Turkey has launched several offensives into Syria since 2016 to push the SDF back from its borders, and has armed and trained Syrian factions to counter the Kurdish militants. 

After Trump was elected to a second term, the SDF began preparing for a scenario in which US troops would be withdrawn once more. That accelerated with the fall of Assad in December.

In March, the US-backed SDF, which is estimated to have more than 60,000 fighters on its payroll, reached an agreement to integrate the group into the central government’s military and civil institutions, marking a significant breakthrough for interim authorities as they seek to extend control over the fragmented country. 

That deal is due to be enacted by the end of the year, but there has been little progress on implementation as talks between the two sides stumbled over technicalities.

Although territorially defeated in 2019, Isis remains a potent source of instability in Syria, particularly since Assad’s ousting created a security vacuum.
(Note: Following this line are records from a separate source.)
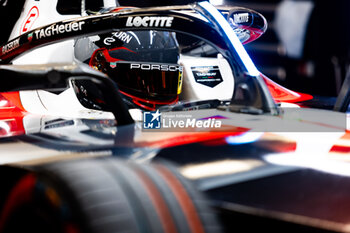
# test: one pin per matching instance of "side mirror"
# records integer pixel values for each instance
(50, 77)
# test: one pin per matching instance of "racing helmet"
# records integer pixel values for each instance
(144, 64)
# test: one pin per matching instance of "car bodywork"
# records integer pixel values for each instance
(263, 163)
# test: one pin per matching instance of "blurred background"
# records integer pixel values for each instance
(305, 48)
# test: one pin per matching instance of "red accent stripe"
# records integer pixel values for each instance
(282, 94)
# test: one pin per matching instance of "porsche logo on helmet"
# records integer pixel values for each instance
(149, 21)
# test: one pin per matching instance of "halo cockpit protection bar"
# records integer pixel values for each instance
(201, 20)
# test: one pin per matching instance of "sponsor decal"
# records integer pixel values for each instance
(149, 21)
(241, 18)
(57, 29)
(207, 75)
(30, 36)
(32, 16)
(10, 46)
(152, 120)
(123, 36)
(164, 67)
(178, 121)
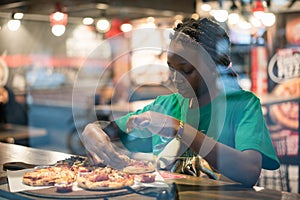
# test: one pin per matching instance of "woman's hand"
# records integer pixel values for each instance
(100, 148)
(155, 122)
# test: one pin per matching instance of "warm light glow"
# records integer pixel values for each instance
(126, 27)
(88, 21)
(195, 16)
(18, 15)
(258, 9)
(103, 25)
(268, 19)
(244, 25)
(233, 18)
(258, 14)
(205, 7)
(220, 15)
(58, 30)
(57, 16)
(255, 21)
(13, 24)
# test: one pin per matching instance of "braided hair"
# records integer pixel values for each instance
(213, 38)
(210, 35)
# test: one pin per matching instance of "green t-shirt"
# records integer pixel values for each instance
(234, 119)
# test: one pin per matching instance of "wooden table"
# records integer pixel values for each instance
(12, 133)
(189, 188)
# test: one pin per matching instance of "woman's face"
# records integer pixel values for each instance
(186, 77)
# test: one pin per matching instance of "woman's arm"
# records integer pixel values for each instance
(240, 166)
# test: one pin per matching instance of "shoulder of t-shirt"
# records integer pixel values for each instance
(242, 96)
(174, 97)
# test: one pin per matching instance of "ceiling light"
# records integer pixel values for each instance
(126, 26)
(205, 7)
(58, 20)
(88, 21)
(18, 15)
(102, 6)
(103, 25)
(58, 30)
(13, 24)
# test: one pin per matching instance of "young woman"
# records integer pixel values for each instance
(210, 116)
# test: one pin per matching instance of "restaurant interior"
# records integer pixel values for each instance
(70, 63)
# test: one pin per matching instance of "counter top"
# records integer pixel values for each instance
(188, 187)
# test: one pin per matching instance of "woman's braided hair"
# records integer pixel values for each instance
(210, 35)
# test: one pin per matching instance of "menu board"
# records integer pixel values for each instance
(284, 79)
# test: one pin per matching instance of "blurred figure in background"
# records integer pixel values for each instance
(11, 111)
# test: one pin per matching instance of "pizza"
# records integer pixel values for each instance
(107, 177)
(91, 177)
(49, 176)
(139, 167)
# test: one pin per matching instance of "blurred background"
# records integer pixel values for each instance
(46, 45)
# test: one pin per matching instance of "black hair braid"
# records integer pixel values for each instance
(210, 35)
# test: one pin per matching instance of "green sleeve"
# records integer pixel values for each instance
(143, 140)
(132, 141)
(252, 133)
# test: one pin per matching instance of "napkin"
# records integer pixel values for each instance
(15, 181)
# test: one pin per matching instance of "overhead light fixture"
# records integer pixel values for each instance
(206, 7)
(58, 20)
(103, 24)
(126, 26)
(88, 21)
(18, 15)
(14, 23)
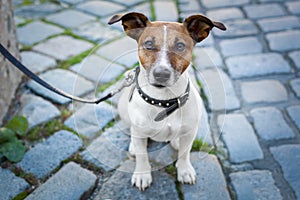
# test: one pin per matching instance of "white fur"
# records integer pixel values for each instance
(180, 127)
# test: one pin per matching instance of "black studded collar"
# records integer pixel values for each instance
(171, 104)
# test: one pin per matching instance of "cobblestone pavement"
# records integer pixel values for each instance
(249, 78)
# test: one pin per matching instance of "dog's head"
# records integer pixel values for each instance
(165, 48)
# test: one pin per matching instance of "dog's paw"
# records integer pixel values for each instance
(186, 173)
(141, 180)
The Pentagon has said it has carried out “dozens” of air strikes targeting Isis over the past year, to “deny them the ability to regain strength”.

A patchwork of rebel factions, many — but not all — loyal to President Ahmed al-Sharaa, are maintaining security as the government works to merge them into one centralised military. 

Isis has sought to exploit that vacuum. Last week, it claimed responsibility for two attacks targeting the new government in southern Sweida province, where Isis has been relatively inactive in recent years. The area is controlled by the Druze minority, which has not allowed central government forces to have a presence. 

Government forces have conducted raids against Isis operatives amid mounting concerns that it is regrouping.

The SDF runs prisons and camps holding tens of thousands of Isis fighters and their families. Concerns have grown among western and regional officials about the security of the facilities if the US withdraws completely and Damascus does not take control of them — a condition Washington imposed following the lifting of US sanctions last month.